Budapest Roll Cake is a classic Swedish pastry made with hazelnut merengue, and filled with cream and mandarin. Delicious with a cup of coffee or as a dessert. 

Budapest Roll Cake
Ingredients   (10 servings)

6 egg whites
300 ml caster sugar
150 g roasted hazelnuts
75 ml cornflour

Filling:

200 ml whipping cream 
175 g mandarin segments, drained weight
25 g dark chocolate
METHOD:

Preheat the oven to 175°C or 160°C fan.

Whisk the egg whites until stiff peaks form. Add the caster sugar a little at a time, whisking constantly. Whisk until you have a glossy meringue.

Blend the hazelnuts to a fine flour in a food processor.

Gently fold the hazelnuts and cornflour into the meringue and mix together to form a smooth batter.

Line a baking tray with baking paper.

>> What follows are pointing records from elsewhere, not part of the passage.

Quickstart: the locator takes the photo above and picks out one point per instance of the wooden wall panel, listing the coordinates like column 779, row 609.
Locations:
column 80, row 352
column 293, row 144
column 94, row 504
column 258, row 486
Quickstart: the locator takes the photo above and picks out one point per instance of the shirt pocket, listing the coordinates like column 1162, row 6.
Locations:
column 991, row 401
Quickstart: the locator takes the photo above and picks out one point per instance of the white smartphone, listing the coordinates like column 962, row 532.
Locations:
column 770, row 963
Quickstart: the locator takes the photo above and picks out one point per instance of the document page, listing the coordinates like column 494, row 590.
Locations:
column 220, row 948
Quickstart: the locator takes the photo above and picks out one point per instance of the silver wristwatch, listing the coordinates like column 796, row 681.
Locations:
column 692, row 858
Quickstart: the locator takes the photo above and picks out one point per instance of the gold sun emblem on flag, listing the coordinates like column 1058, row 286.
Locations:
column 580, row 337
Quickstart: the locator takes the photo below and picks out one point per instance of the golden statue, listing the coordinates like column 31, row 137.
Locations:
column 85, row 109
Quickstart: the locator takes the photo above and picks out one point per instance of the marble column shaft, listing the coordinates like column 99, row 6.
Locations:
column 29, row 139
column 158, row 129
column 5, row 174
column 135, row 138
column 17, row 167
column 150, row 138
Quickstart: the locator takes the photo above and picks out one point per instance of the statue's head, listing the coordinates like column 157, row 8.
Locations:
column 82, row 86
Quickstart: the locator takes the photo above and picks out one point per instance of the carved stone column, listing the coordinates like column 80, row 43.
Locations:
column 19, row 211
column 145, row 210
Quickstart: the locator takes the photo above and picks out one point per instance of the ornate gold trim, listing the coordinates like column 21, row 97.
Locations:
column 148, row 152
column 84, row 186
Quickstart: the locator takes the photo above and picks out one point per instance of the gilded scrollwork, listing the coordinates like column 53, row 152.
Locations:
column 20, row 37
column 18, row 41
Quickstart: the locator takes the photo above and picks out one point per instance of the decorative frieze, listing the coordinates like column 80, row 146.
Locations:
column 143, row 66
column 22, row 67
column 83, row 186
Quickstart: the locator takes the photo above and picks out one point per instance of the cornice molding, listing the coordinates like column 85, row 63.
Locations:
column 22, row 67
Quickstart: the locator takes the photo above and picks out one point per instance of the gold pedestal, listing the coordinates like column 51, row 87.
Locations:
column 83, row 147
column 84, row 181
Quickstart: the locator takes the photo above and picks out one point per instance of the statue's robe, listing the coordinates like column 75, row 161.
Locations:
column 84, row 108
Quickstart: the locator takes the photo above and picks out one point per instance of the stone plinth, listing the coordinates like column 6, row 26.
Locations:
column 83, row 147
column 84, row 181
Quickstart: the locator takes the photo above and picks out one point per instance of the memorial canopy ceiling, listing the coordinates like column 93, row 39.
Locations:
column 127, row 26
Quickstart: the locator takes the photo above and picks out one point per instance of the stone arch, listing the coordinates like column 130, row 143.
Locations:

Pipe the meringue in even strips along the short side of the paper or spread it out in an even layer.

Bake the hazelnut meringue in the middle of the oven for approx. 25 mins.

Allow the meringue to cool completely before turning it out onto a new sheet of baking paper. Remove the paper on which the meringue was baked.

Filling:

Whip the cream and mix in the drained mandarin segments. Spread the filling over the meringue. Roll it up like a Swiss roll and leave it to set in the fridge.

Roughly chop the chocolate and melt it in a bain-marie or in the microwave.

Drizzle the melted chocolate over the Budapest Roll Cake. Leave to set, then cut into 10 pieces.